Business Interest in Blockchain Booms
Billions of dollars are flowing from around the globe into pioneering digital ledger technologies.
Bitcoin may have brought blockchain into the limelight, but
the technology behind cryptocurrency record-keeping is
increasingly spreading into the mainstream business world.
“Companies that move products and people through
complex supply chains see promise in the inherent security
and ease of use of blockchain,” says David Schatsky, an
emerging technologies analyst and managing director at
Deloitte LLP, in an interview with Kim S. Nash for the Wall
A blockchain digital ledger allows users to add blocks of
information to the chain after each party runs algorithms to
mutually evaluate and validate a proposed transaction. Once
approved, the transaction or data is time-stamped and added
to the chain, which is inherently encrypted, unchangeable,
and always up-to-date on all users’ systems.
Nash reports British Airways is testing blockchain for
maintaining consistent real-time flight data across airport
gates and monitors, airline websites, and in customer apps.
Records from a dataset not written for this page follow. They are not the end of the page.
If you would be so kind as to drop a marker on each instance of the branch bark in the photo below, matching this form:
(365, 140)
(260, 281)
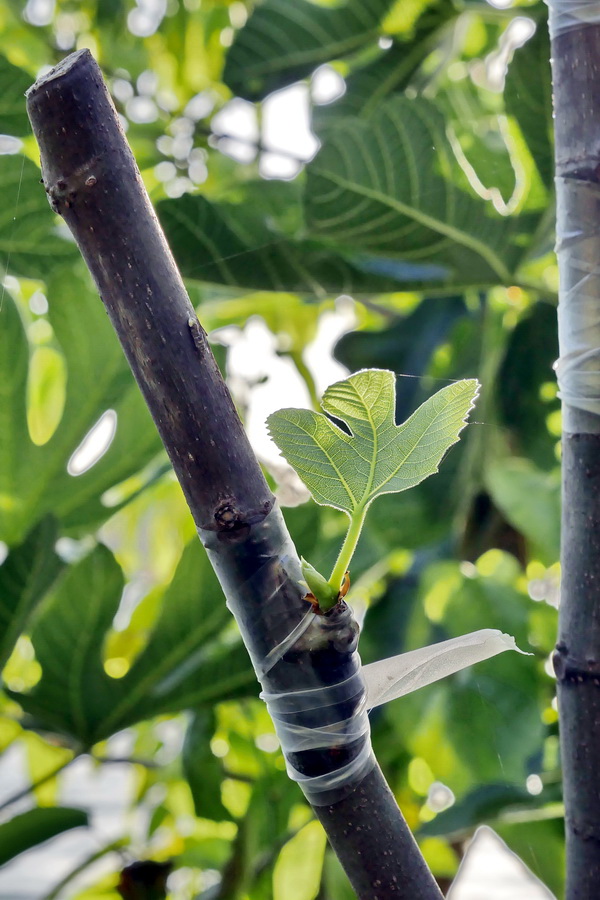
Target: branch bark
(92, 181)
(576, 77)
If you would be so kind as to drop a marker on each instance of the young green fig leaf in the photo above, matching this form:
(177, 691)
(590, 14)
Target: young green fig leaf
(319, 587)
(347, 471)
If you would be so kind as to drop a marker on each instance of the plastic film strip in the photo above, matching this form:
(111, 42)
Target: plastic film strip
(565, 15)
(578, 251)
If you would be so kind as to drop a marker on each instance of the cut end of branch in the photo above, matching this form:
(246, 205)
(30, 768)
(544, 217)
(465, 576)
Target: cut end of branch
(62, 68)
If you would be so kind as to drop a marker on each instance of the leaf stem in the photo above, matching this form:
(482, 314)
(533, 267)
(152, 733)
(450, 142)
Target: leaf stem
(348, 547)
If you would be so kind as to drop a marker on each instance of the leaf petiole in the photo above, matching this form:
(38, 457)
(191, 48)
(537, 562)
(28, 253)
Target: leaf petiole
(346, 553)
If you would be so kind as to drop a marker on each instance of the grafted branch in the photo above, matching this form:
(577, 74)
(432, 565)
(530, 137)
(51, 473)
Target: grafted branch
(93, 182)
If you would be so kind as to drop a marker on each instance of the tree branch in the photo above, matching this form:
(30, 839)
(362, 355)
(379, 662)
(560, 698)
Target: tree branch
(576, 77)
(93, 182)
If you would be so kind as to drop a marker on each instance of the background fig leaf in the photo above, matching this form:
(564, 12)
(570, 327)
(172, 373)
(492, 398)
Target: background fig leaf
(347, 471)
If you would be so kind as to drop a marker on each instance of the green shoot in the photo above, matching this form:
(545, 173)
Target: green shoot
(348, 471)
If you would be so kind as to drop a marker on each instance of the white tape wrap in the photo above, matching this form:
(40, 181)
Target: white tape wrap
(578, 251)
(564, 15)
(324, 728)
(391, 678)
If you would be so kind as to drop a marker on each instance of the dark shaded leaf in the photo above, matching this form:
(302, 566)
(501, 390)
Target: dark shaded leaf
(236, 246)
(385, 186)
(527, 365)
(186, 663)
(530, 500)
(25, 576)
(283, 42)
(389, 72)
(203, 771)
(528, 97)
(36, 826)
(406, 348)
(34, 480)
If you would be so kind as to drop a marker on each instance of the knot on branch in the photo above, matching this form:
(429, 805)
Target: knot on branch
(66, 189)
(232, 523)
(570, 670)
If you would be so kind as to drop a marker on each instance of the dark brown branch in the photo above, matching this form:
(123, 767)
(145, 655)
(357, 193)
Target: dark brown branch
(93, 182)
(576, 77)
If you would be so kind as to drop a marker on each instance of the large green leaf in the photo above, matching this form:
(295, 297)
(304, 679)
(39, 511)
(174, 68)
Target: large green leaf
(34, 479)
(186, 663)
(36, 826)
(528, 97)
(29, 243)
(407, 347)
(236, 245)
(523, 379)
(347, 471)
(389, 71)
(25, 576)
(385, 185)
(530, 500)
(13, 84)
(283, 42)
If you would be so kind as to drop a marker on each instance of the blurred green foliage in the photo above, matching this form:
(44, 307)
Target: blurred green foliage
(429, 201)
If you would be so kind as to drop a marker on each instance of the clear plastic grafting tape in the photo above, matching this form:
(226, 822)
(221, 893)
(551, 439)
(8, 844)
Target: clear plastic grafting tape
(564, 15)
(307, 664)
(578, 251)
(389, 679)
(315, 689)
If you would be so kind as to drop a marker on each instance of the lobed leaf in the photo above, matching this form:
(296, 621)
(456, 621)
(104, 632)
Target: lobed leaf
(348, 470)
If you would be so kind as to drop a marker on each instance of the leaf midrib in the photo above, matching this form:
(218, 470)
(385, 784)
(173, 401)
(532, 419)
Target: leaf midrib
(428, 221)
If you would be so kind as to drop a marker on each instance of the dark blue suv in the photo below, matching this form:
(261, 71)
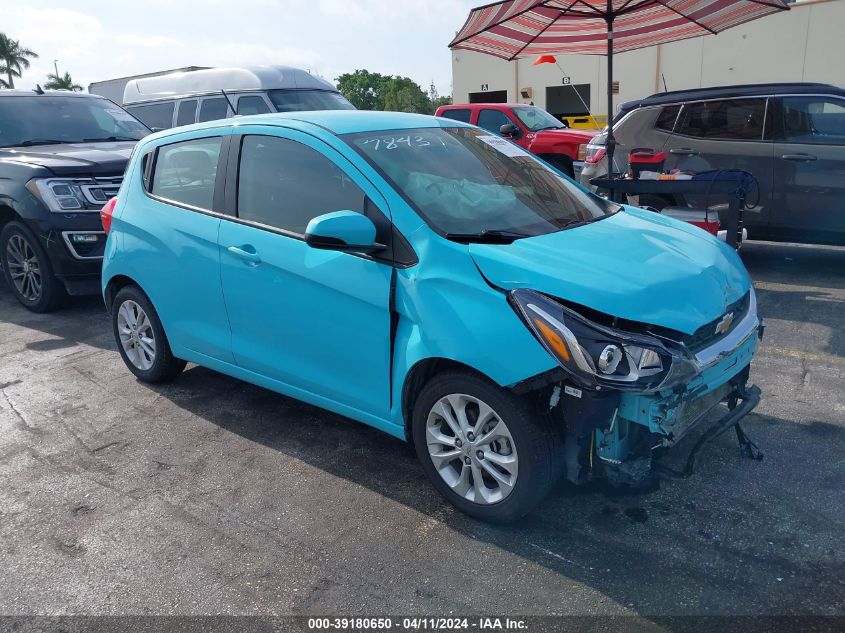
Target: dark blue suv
(62, 157)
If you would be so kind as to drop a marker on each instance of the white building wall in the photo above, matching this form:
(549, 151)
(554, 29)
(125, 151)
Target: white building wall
(803, 44)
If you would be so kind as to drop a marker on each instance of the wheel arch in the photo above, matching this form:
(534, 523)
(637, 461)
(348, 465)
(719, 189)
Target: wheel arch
(7, 214)
(421, 373)
(115, 285)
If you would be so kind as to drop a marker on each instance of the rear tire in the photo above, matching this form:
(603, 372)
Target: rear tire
(483, 448)
(27, 269)
(140, 337)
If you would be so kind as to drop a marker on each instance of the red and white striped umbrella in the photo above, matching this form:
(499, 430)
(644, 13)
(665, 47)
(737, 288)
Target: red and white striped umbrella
(526, 28)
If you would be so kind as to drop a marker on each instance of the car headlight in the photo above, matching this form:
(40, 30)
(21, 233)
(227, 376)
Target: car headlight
(596, 355)
(58, 195)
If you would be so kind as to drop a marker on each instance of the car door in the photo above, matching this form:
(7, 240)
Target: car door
(180, 216)
(809, 196)
(727, 134)
(317, 321)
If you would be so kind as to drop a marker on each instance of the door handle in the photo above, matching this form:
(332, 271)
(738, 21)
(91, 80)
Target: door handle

Walmart is also betting big on the technology, developing
blockchain solutions with IBM to manage its supply-chain
data for dozens of products.
As Nash learned, Walmart’s blockchain allows the company
to precisely track the produce and products it carries. For
instance, the retailer has been testing the technology for
several months in its mango supply chain between the U.S.,
Mexico, and some South American countries.
“After a mango is picked from a tree, it makes many stops
before getting to a store shelf. Farmers, packing-house
workers, and others along the way use a mobile app from
Walmart to send details such as harvest dates, locations, and
images of their fruit to the retailer’s blockchain,” Nash writes.
Walmart’s head of food safety, Frank Yiannas, tells Nash that
the process is simpler and more secure than the array of
barcodes, scanners, paper forms, and individual databases
typically used. In fact, in a simulated recall, Yiannas says his
team traced the origin of a bag of sliced mangoes in just 2.2
seconds in the blockchain versus the nearly seven days it
took using Walmart’s other systems.
Yiannas explains that blockchain’s speed and accuracy
allows the retailer to save sales, and prevent further illness
and possibly death, as stores will know exactly which
mangoes to pull off shelves in case of crisis.
With corporate spending on blockchain software expected
to reach $2.1 billion in 2018, up from $945 million in 2017,
according to researcher International Data Corp., blockchain
is quickly becoming a technology accounting and finance
professionals will need to know and embrace.